ST-GPINN: a spatio-temporal graph physics-informed neural network for enhanced water quality prediction in water distribution systems
Tianwei Mu, Feiyu Duan, Baokuan Ning, Bo Zhou, Junyu Liu, Manhong Huang
Abstract
Data-driven models often neglect the underlying physical principles, limiting generalization capabilities in water distribution systems (WDSs). This study presents a novel spatio-temporal graph physics-informed neural network (ST-GPINN) for water quality prediction in WDSs, integrating hydraulic simulations, physics-informed neural networks (PINNs), and graph neural networks (GNNs) to capture dynamics and graph-based network connectivity while approximating partial differential equations (PDEs). ST-GPINN discretizes WDSs using virtual nodes to enhance spatial granularity, employs an Encoder-Processor-Decoder architecture for predictions.
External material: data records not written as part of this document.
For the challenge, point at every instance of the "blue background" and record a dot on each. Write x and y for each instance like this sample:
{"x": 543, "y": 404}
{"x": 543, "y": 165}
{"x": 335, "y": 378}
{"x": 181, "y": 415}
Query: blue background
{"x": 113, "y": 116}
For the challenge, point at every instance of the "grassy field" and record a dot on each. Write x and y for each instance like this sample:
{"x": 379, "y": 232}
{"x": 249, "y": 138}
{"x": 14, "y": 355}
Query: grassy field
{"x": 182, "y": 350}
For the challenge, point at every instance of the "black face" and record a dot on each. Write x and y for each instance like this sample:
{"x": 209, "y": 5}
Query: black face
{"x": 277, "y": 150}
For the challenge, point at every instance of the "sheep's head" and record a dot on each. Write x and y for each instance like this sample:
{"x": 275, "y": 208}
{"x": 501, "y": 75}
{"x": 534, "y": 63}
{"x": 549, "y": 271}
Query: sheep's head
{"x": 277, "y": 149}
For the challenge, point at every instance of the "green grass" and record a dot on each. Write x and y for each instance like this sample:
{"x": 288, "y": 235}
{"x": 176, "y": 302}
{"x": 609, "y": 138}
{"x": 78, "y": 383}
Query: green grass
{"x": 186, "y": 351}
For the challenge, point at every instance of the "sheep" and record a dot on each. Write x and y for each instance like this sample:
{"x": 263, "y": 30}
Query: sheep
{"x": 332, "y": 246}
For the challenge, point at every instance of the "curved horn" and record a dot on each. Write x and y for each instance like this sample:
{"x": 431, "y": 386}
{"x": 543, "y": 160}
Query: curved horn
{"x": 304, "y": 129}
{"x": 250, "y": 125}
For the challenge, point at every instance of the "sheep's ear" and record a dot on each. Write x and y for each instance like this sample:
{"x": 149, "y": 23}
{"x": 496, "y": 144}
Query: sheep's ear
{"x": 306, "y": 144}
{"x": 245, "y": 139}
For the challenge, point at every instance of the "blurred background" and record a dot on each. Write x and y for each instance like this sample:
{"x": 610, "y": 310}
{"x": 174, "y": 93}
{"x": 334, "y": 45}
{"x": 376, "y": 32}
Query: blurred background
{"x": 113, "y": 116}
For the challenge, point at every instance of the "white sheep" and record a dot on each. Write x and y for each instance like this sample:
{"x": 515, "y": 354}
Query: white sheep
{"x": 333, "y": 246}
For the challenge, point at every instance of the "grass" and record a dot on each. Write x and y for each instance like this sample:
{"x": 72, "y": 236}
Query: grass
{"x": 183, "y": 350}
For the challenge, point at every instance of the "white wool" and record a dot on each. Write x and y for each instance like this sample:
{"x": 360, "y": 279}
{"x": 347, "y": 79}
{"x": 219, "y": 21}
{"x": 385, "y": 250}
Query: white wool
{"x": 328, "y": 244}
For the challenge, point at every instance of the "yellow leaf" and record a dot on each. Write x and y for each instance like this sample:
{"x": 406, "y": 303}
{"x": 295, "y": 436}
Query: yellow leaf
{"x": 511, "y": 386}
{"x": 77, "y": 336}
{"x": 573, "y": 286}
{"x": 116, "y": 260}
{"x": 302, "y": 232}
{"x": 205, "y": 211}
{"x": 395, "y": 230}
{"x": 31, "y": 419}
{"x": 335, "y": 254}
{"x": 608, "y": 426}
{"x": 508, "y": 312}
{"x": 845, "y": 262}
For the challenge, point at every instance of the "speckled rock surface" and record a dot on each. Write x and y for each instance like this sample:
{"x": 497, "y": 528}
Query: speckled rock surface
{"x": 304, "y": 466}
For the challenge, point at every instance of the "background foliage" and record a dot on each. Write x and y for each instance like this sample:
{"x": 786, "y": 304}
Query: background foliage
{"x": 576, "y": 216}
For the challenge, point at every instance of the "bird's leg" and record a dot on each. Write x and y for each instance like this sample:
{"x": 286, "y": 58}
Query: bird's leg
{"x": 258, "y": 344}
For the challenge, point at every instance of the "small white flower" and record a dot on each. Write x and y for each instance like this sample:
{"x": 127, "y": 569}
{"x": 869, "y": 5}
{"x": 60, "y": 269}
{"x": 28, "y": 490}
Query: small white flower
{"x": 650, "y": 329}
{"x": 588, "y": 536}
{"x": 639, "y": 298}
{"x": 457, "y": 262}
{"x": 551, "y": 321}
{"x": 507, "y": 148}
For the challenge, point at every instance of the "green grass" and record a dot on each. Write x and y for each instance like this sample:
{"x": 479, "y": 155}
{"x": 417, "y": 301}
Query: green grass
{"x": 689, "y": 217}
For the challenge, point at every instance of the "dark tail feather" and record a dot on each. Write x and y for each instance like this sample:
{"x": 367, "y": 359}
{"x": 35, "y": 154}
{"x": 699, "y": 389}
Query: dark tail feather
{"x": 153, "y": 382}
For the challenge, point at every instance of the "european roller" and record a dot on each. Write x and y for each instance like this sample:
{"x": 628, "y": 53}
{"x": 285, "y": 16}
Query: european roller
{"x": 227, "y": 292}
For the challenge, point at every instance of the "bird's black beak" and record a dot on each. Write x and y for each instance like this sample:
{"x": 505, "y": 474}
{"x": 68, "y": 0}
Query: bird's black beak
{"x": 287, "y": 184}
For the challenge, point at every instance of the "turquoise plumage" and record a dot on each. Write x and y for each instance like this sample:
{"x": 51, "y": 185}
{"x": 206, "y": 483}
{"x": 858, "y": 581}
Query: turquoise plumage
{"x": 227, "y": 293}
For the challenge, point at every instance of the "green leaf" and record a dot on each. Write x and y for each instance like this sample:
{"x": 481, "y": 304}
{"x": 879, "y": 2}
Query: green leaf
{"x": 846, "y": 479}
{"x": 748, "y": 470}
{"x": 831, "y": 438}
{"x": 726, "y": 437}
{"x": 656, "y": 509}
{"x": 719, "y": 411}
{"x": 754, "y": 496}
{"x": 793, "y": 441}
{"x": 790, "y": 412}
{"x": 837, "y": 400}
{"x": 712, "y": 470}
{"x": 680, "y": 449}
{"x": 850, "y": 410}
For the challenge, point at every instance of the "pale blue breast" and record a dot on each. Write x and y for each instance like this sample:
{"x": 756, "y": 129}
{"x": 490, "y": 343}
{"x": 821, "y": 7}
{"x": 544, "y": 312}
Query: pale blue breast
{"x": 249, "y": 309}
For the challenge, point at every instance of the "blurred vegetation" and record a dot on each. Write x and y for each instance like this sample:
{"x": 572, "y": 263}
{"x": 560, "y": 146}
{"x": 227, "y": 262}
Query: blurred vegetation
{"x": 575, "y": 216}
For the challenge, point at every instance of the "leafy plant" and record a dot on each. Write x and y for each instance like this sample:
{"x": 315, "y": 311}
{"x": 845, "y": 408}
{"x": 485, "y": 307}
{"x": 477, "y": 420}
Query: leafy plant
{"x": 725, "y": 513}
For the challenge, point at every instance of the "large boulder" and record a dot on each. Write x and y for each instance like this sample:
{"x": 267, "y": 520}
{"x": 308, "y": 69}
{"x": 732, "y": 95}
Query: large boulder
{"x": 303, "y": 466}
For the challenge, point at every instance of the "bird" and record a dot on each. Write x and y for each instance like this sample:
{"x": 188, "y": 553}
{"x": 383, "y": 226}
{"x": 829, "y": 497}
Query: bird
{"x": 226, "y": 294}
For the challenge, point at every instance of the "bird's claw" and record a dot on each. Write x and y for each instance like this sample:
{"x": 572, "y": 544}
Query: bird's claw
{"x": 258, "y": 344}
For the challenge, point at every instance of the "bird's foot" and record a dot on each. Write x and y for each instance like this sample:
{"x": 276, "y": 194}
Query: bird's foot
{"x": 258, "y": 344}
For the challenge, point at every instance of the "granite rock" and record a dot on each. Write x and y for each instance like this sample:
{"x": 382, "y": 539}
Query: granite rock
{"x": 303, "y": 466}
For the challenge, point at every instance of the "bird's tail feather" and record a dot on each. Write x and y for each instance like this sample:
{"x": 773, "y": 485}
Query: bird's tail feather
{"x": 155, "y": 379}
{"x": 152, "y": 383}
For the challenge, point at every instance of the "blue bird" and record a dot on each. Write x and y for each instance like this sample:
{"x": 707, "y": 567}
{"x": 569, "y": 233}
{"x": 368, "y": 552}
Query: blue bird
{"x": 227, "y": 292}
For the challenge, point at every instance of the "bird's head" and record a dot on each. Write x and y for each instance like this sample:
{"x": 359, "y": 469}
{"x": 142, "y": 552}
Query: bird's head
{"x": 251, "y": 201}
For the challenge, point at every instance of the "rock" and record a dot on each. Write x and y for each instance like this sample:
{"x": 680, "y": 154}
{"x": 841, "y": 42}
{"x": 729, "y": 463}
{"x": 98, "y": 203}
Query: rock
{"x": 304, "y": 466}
Validated on Network A (a small-scale network with 9 junctions and 11 pipes) and Network B (a real large-scale WDS with 920 junctions and 1032 pipes), ST-GPINN outperforms others, achieving a MAE of 0.0073 mg/L, RMSE of 0.0121 mg/L, and R2 of 88.91% in Network A, and a MAE of 0.008 mg/L, RMSE of 0.0098 mg/L, and R² of 98.91% in Network B. Its scalability and accuracy highlight ST-GPINN’s potential for water quality predictions.